Come si può districare questo groviglio? Molti sostengono che Kabul deve fornire assicurazioni chiare a Islamabad, spiegando che i rapporti che ha riannodato con gli indiani – Karzai ha firmato con il governo di Nuova Delhi una partnership strategica – non vanno a scapito del Pakistan e che la questione pashtun, che sta ancora molto a cuore all’élite politica afghana, non è tale da avvelenare le relazioni bilaterali. Islamabad, dal canto suo, dovrebbe invece produrre sforzi più intensi nel controllo e nella gestione delle aree di confine dove stazionano i talebani e rinunciare al doppiogiochismo, in cambio – così si sussurra ultimamente – dell’accettazione, da parte di Kabul, degli interessi geopolitici pachistani e dunque dell’esercizio di un minimo di influenza sulle questioni interne dell’Afghanistan. Che a sua volta ha però tutto il diritto alla sovranità e alla stabilità, incluso il potere di firmare accordi con l’India.
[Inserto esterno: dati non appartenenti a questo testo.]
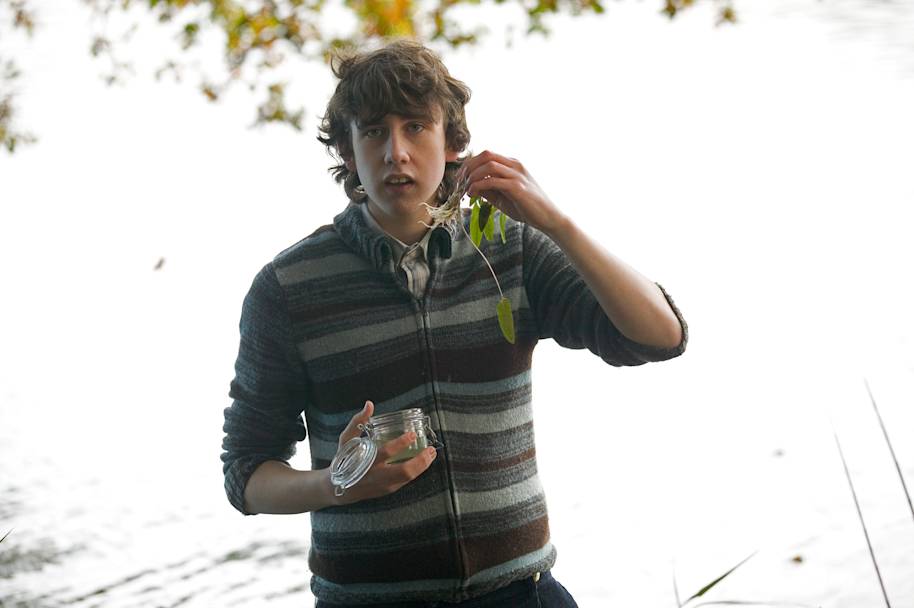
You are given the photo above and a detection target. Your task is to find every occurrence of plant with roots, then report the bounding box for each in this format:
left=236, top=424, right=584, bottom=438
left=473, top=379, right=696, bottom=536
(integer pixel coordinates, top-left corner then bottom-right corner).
left=422, top=170, right=515, bottom=344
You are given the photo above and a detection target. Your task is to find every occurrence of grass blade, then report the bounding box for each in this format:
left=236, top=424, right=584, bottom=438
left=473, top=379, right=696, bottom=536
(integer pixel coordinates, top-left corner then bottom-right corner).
left=686, top=551, right=758, bottom=604
left=832, top=427, right=892, bottom=608
left=692, top=600, right=816, bottom=608
left=863, top=378, right=914, bottom=520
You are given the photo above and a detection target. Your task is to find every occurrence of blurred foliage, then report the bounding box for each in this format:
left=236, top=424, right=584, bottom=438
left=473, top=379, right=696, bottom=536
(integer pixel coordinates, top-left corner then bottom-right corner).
left=0, top=0, right=736, bottom=152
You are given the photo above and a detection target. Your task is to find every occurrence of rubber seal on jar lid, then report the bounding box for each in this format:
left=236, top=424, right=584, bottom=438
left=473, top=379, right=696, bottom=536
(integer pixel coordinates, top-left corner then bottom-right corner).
left=330, top=437, right=378, bottom=496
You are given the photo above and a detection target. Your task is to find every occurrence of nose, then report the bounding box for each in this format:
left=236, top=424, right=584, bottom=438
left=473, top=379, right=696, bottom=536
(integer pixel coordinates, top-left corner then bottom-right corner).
left=384, top=129, right=409, bottom=165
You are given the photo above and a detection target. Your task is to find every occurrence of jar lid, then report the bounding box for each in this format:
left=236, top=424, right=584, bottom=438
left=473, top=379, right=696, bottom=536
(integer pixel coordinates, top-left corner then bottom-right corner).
left=330, top=437, right=378, bottom=496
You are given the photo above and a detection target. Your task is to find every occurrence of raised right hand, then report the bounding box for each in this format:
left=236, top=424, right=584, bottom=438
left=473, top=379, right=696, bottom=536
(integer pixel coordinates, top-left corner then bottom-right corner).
left=336, top=401, right=437, bottom=505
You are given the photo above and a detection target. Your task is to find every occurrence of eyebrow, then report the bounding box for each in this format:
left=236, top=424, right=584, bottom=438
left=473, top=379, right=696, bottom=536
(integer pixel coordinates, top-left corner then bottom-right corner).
left=355, top=112, right=435, bottom=131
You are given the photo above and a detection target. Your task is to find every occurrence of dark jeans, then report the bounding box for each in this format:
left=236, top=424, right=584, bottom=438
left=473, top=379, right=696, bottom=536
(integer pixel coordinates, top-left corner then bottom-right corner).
left=315, top=572, right=578, bottom=608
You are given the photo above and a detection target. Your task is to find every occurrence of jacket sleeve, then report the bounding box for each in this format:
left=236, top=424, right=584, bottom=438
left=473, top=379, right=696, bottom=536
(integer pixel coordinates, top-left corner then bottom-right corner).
left=523, top=224, right=689, bottom=366
left=222, top=264, right=307, bottom=515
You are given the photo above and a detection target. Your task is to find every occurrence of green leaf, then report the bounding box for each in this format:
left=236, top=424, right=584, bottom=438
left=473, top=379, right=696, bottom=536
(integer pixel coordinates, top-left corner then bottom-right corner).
left=496, top=296, right=512, bottom=344
left=470, top=205, right=482, bottom=247
left=686, top=552, right=755, bottom=604
left=479, top=201, right=492, bottom=235
left=480, top=205, right=495, bottom=241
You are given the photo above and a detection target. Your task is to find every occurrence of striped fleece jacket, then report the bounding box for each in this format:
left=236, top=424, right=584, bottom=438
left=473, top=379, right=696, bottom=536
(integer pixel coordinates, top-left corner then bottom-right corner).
left=222, top=204, right=687, bottom=604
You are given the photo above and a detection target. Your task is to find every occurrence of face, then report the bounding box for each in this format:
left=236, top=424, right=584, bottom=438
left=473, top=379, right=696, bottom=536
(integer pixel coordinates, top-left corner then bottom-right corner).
left=345, top=108, right=458, bottom=238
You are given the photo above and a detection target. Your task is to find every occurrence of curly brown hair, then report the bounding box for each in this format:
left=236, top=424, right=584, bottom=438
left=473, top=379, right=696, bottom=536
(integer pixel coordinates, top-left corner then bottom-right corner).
left=317, top=39, right=470, bottom=204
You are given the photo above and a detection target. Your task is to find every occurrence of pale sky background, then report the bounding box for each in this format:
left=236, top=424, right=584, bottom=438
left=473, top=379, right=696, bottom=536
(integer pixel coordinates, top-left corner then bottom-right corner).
left=0, top=0, right=914, bottom=608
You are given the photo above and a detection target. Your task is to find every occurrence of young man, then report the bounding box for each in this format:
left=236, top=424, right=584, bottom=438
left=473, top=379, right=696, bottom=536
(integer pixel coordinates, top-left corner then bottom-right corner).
left=222, top=41, right=687, bottom=608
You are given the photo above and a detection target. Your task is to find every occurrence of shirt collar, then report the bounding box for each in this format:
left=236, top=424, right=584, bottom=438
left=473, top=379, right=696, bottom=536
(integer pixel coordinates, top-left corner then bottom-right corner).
left=333, top=202, right=452, bottom=272
left=359, top=203, right=432, bottom=263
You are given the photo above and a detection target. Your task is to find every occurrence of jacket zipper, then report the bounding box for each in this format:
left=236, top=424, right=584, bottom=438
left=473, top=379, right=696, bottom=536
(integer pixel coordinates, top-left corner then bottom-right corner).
left=416, top=268, right=467, bottom=599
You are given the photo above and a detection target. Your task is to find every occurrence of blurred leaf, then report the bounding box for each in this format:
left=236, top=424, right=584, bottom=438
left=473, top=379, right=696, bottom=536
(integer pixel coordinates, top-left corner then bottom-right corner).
left=483, top=203, right=495, bottom=241
left=470, top=205, right=482, bottom=247
left=686, top=552, right=757, bottom=603
left=479, top=201, right=492, bottom=235
left=496, top=296, right=514, bottom=344
left=0, top=0, right=736, bottom=153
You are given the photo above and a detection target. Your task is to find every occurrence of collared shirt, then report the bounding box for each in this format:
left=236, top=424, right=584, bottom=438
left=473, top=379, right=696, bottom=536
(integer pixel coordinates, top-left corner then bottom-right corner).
left=359, top=203, right=432, bottom=298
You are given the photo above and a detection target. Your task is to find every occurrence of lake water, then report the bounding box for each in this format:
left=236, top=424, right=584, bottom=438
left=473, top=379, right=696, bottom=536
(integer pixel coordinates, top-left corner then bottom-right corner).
left=0, top=0, right=914, bottom=608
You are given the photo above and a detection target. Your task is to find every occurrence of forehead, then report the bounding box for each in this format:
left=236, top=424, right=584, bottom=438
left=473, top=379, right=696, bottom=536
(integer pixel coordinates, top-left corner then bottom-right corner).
left=352, top=106, right=442, bottom=128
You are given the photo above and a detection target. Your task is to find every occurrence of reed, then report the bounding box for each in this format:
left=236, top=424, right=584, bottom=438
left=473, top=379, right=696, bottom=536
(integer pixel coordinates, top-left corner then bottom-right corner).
left=832, top=426, right=892, bottom=608
left=863, top=378, right=914, bottom=521
left=673, top=551, right=814, bottom=608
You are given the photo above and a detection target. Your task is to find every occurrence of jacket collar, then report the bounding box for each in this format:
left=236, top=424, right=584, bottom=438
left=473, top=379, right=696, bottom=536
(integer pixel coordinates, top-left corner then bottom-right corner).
left=333, top=202, right=459, bottom=270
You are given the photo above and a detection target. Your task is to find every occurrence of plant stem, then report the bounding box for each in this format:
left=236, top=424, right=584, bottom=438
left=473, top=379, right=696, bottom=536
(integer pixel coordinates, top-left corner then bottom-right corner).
left=460, top=210, right=505, bottom=298
left=863, top=378, right=914, bottom=520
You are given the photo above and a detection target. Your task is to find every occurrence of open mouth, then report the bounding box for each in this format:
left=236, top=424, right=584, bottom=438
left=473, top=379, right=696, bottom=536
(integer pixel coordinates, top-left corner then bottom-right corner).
left=384, top=177, right=416, bottom=192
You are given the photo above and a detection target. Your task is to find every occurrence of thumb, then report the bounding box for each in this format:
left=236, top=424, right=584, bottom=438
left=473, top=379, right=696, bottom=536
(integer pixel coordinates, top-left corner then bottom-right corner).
left=339, top=401, right=374, bottom=446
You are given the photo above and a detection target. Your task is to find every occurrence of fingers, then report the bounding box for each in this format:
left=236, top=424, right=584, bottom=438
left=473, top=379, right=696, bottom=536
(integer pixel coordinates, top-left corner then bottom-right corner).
left=460, top=150, right=523, bottom=181
left=339, top=401, right=374, bottom=447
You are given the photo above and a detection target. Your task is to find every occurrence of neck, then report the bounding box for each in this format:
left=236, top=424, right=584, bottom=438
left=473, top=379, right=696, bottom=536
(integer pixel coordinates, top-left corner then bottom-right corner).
left=364, top=200, right=432, bottom=245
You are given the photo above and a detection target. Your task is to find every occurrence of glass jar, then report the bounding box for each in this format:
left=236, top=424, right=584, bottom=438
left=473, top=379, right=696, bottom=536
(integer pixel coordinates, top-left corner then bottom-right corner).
left=330, top=408, right=442, bottom=496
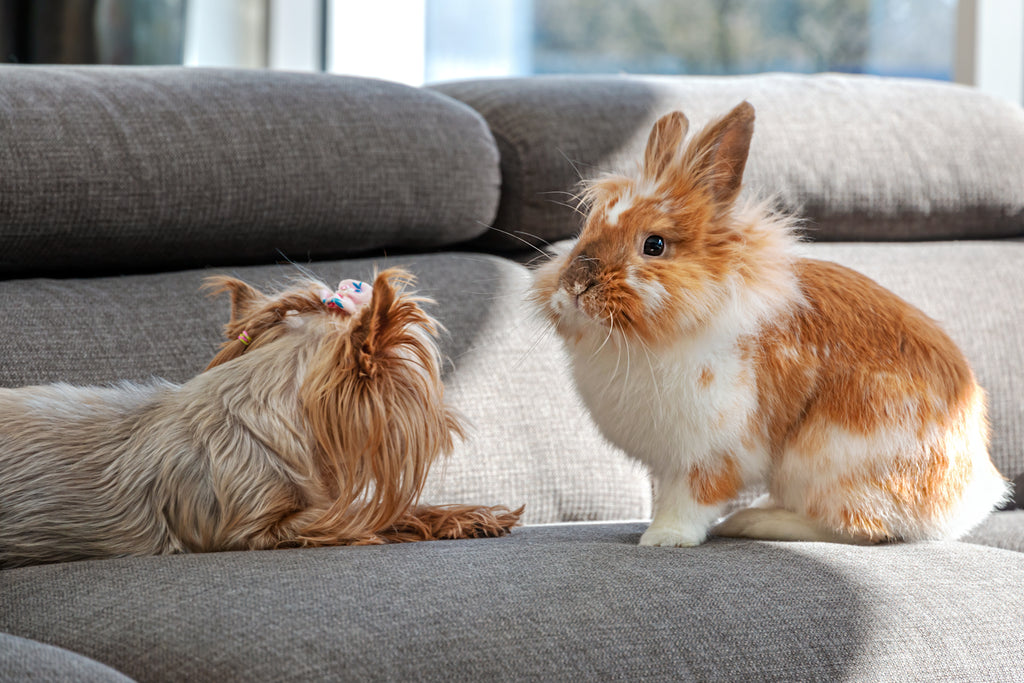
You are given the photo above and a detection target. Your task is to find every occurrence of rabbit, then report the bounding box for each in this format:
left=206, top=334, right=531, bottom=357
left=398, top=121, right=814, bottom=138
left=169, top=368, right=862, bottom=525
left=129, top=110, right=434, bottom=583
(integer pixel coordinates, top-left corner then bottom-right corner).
left=530, top=101, right=1009, bottom=547
left=0, top=268, right=522, bottom=568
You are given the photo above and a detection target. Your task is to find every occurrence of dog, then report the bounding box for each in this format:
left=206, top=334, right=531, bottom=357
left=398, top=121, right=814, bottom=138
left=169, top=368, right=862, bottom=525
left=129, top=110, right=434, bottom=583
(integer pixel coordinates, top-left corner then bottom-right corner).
left=0, top=268, right=522, bottom=567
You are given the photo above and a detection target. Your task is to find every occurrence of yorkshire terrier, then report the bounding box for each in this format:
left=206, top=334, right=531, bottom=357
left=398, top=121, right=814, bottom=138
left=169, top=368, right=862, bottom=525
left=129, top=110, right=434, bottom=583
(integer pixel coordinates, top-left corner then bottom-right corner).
left=0, top=268, right=522, bottom=567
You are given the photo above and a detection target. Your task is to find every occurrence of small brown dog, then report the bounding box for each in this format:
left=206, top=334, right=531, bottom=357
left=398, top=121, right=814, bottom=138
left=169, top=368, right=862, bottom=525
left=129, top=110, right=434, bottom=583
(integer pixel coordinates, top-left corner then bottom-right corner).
left=0, top=269, right=521, bottom=567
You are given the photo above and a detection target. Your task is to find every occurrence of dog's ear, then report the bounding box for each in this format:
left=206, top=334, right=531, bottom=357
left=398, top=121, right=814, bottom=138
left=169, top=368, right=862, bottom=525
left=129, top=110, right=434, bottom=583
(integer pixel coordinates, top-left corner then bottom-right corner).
left=203, top=275, right=270, bottom=370
left=203, top=275, right=269, bottom=326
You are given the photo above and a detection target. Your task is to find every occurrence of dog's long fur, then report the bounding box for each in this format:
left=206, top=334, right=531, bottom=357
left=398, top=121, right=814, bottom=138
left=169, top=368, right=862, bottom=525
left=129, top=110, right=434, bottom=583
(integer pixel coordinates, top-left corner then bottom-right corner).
left=0, top=269, right=521, bottom=567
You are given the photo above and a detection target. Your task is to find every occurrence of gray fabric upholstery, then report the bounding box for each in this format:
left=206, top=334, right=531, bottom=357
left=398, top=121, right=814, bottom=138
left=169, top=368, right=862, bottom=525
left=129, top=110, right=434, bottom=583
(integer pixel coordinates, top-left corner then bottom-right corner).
left=0, top=66, right=500, bottom=278
left=964, top=509, right=1024, bottom=553
left=0, top=633, right=131, bottom=683
left=0, top=254, right=650, bottom=522
left=0, top=524, right=1024, bottom=681
left=433, top=74, right=1024, bottom=249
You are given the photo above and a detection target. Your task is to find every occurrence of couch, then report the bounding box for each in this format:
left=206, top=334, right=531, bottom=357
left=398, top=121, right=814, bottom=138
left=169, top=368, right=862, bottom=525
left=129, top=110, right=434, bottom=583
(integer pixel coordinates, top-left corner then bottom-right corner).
left=0, top=67, right=1024, bottom=681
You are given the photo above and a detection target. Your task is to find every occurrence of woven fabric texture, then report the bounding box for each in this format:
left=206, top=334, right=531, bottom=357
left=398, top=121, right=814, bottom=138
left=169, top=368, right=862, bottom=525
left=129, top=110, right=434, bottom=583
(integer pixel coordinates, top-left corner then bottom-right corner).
left=0, top=524, right=1024, bottom=681
left=0, top=254, right=650, bottom=522
left=963, top=509, right=1024, bottom=553
left=0, top=66, right=501, bottom=278
left=0, top=633, right=131, bottom=683
left=433, top=74, right=1024, bottom=249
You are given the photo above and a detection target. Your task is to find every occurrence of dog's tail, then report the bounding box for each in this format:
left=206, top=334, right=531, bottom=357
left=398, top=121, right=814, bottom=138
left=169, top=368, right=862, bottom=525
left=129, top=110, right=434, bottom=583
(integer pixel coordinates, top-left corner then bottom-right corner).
left=378, top=505, right=523, bottom=543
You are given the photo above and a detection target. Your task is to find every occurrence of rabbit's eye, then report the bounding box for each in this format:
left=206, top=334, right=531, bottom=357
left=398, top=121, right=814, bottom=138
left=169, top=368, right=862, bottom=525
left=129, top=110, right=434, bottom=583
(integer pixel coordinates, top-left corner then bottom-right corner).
left=643, top=234, right=665, bottom=256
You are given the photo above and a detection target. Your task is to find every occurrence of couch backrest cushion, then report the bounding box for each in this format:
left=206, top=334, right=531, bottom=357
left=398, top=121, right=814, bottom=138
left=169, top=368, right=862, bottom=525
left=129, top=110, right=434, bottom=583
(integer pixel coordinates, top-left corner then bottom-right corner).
left=0, top=67, right=500, bottom=278
left=433, top=74, right=1024, bottom=248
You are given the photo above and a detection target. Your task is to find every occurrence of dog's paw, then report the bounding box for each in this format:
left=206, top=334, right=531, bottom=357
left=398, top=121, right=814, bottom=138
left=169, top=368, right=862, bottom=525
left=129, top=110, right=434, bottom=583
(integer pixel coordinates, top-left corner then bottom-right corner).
left=640, top=525, right=708, bottom=548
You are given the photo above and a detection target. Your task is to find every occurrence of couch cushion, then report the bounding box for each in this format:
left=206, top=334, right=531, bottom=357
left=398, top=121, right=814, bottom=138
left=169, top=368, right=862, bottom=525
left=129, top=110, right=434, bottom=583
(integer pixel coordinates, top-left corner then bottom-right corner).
left=0, top=254, right=650, bottom=522
left=0, top=633, right=131, bottom=683
left=0, top=524, right=1024, bottom=681
left=0, top=66, right=500, bottom=278
left=433, top=74, right=1024, bottom=249
left=963, top=509, right=1024, bottom=553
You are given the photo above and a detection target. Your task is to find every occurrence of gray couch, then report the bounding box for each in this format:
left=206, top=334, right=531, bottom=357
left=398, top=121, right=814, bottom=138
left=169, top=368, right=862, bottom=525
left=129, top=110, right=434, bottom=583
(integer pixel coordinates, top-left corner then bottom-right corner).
left=0, top=67, right=1024, bottom=681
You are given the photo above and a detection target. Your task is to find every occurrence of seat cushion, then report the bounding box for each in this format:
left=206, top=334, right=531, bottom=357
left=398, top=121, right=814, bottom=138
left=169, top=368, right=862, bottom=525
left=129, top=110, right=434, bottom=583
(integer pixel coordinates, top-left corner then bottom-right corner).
left=0, top=633, right=131, bottom=683
left=0, top=66, right=501, bottom=278
left=0, top=524, right=1024, bottom=681
left=433, top=74, right=1024, bottom=250
left=963, top=509, right=1024, bottom=553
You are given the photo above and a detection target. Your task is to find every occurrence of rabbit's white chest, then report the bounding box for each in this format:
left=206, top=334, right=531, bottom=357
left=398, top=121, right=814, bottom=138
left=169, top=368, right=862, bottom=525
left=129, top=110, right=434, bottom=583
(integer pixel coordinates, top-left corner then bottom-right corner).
left=570, top=333, right=757, bottom=474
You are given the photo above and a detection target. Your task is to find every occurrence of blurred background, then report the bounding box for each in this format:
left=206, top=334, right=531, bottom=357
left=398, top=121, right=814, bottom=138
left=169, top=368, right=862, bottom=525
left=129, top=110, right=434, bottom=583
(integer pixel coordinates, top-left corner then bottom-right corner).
left=0, top=0, right=1024, bottom=103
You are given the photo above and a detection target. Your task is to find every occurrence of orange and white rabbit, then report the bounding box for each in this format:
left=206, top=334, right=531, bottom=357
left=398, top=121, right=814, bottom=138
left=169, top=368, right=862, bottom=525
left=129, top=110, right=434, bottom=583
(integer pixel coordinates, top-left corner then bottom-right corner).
left=532, top=102, right=1008, bottom=546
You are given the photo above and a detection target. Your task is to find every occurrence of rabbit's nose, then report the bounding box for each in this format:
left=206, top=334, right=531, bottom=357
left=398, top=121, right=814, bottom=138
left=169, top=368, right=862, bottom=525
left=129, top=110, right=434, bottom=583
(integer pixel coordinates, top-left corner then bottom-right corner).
left=566, top=281, right=593, bottom=297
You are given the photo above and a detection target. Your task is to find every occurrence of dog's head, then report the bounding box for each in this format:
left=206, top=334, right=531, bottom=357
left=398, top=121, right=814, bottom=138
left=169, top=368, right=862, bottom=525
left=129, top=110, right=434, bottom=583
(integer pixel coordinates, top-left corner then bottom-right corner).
left=207, top=268, right=463, bottom=541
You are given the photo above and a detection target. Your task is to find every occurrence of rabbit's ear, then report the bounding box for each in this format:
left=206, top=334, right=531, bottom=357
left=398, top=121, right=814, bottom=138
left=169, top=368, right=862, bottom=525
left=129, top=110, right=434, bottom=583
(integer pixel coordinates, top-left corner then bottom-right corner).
left=643, top=112, right=690, bottom=179
left=692, top=100, right=754, bottom=204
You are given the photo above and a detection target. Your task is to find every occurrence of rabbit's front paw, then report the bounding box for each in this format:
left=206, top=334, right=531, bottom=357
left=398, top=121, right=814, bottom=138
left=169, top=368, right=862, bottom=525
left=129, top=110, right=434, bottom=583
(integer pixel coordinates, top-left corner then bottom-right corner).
left=640, top=524, right=708, bottom=548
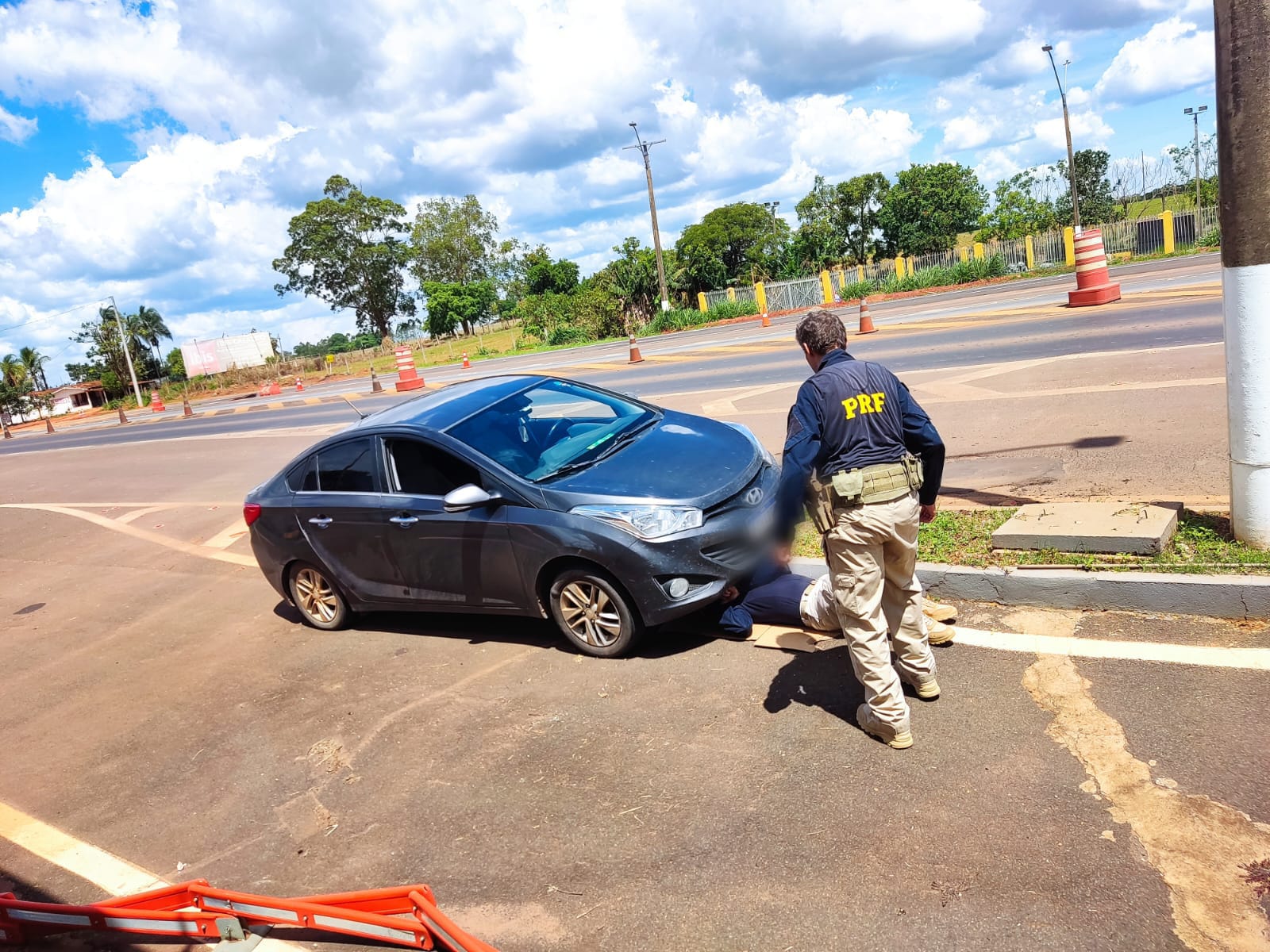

Va da sé che la faccenda è molto, molto complicata. Sarà difficile chiedere alle parti di edulcorare le rispettive esigenze e pretese, abbassando il tasso di intransigenza.

2014

A prescindere dall’assenza del Pakistan e della delegazione talebana, a Bonn s’è discusso comunque del futuro afghano. Non sono stati formalizzati annunci di grande portata, come dieci anni fa. Però s’è inquadrato il futuro prossimo, che fa rima con exit strategy.

Come risaputo il 2014 costituisce la deadline del disimpegno militare dall’Afghanistan. Le truppe americane e gli altri contingenti che prendono parte alla missione Isaf, sotto l’egida della Nato, lasceranno gradualmente il paese, nei prossimi tempi. Ci si chiede cosa potrà succedere, a Kabul, senza più la tutela militare occidentale. Ci si chiede se il governo Karzai potrà reggersi sulle proprie gambe o se i talebani potranno azzardare il regime change (anche se quest’ipotesi sembra esagerata, visto che i ribelli talebani, così come signori della guerra, anche loro attivi sul fronte dell’insorgenza, non hanno tutte quelle risorse militari descritte su certa stampa).

Il tema fondamentale riguarda l’appoggio che gli americani e gli occidentali in generale forniranno all’Afghanistan dopo il 2014. Bisogna assicurare – dicono tutti – assistenza economica, aiuti civili, sostegno morale e politico alle istituzioni centrali di Kabul, cercando al contempo di favorire il deal afghano-pachistano. Ma a questo scopo serve riconquistare la fiducia del Pakistan, ricostruendo una relazione stabile e dando anche a Islamabad garanzie politiche e finanziarie. L’impressione è che siamo soltanto all’inizio.